Seeing as 1.5 is UTF-8 for all languages (yay), can we parse -- and ---
to N and M dashes? I know there were some problems with wiki table
syntax last time this was attempted, but that's easy to eliminate if you
require spaces around the hyphen-sequence. In that case, as a rule, the
resulting display would have spaces as well (except numbers... more
later). The spaces around dashes are a mini-dispute of their own over at
[[Wikipedia talk:Manual of Style (dashes)]], but I think that people
would be happy just to have an easy, standard way to enter dashes.
Last time this came up someone mentioned other languages that might
forbid a space around dashes. I know that in French it's common to use
dashes at the beginning lines in dialog. This problem has an easy
solution: French keyboards also have a a dash key, unless my memory is
failing me completely. American Mac keyboards have option-hyphen. On
Windows, Word inserts dashes all over the place. People who aren't happy
with the " --- " and " -- " solution would be free to enter unicode
dashes however they wish, as they can today on UTF-8 wikipedias.
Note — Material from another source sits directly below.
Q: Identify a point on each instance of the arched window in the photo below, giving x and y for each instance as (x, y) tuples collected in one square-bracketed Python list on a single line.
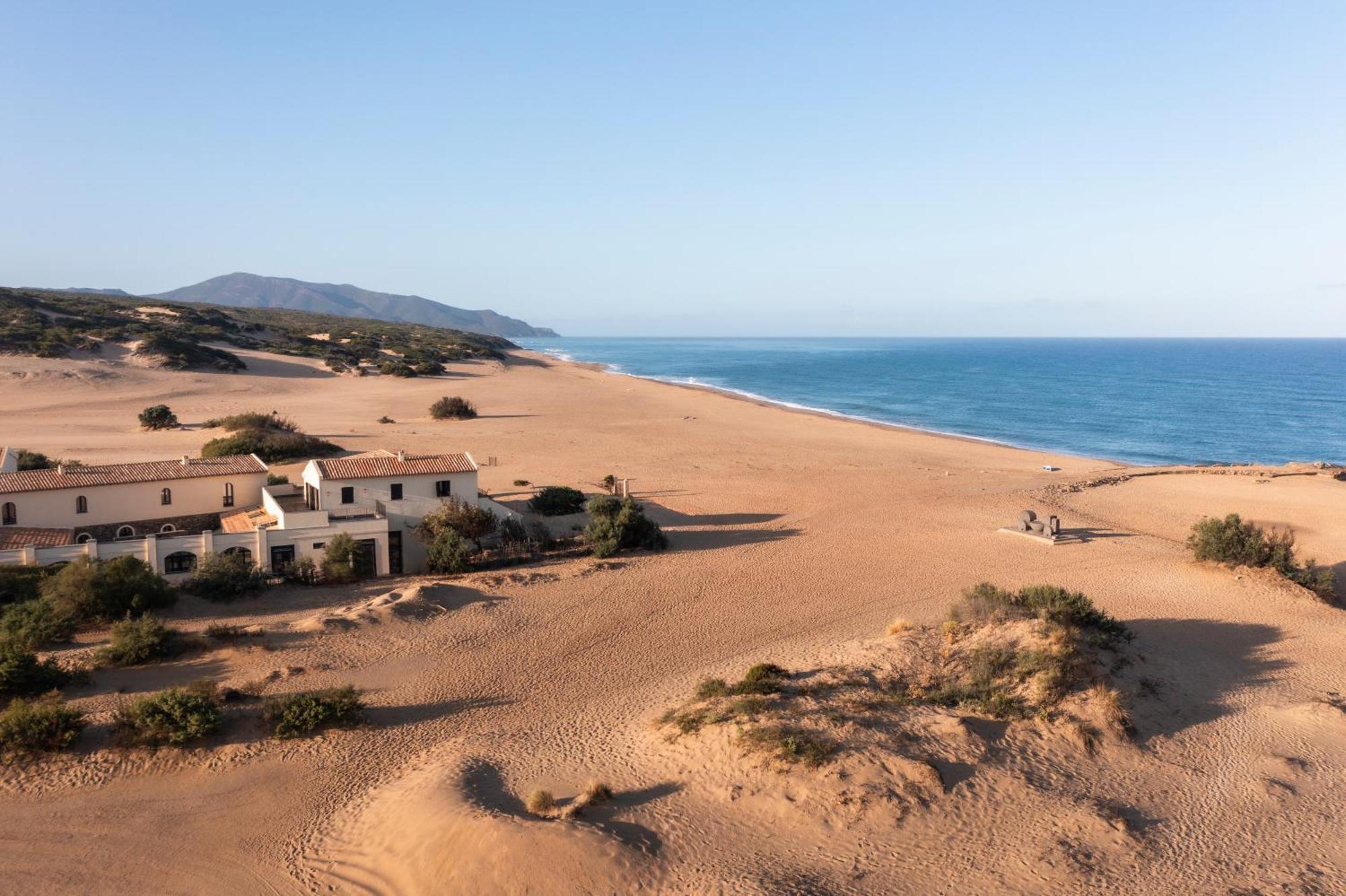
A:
[(180, 562)]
(Stubborn space-conscious anglophones might also resort to this
method... so be it.)
I've written a patch that I think is fairly well placed since it's
adjacent to the existing code that inserts non-breaking spaces between
guillemets. This method would make a lot of people happy, and it
promotes compliance to the Manual of Style as much as is possible.
Here's how it works:
1. Replace any ' -- ' with the UTF-8 sequence equivalent to ' – '
2. Replace any '--' between numbers with '–' alone.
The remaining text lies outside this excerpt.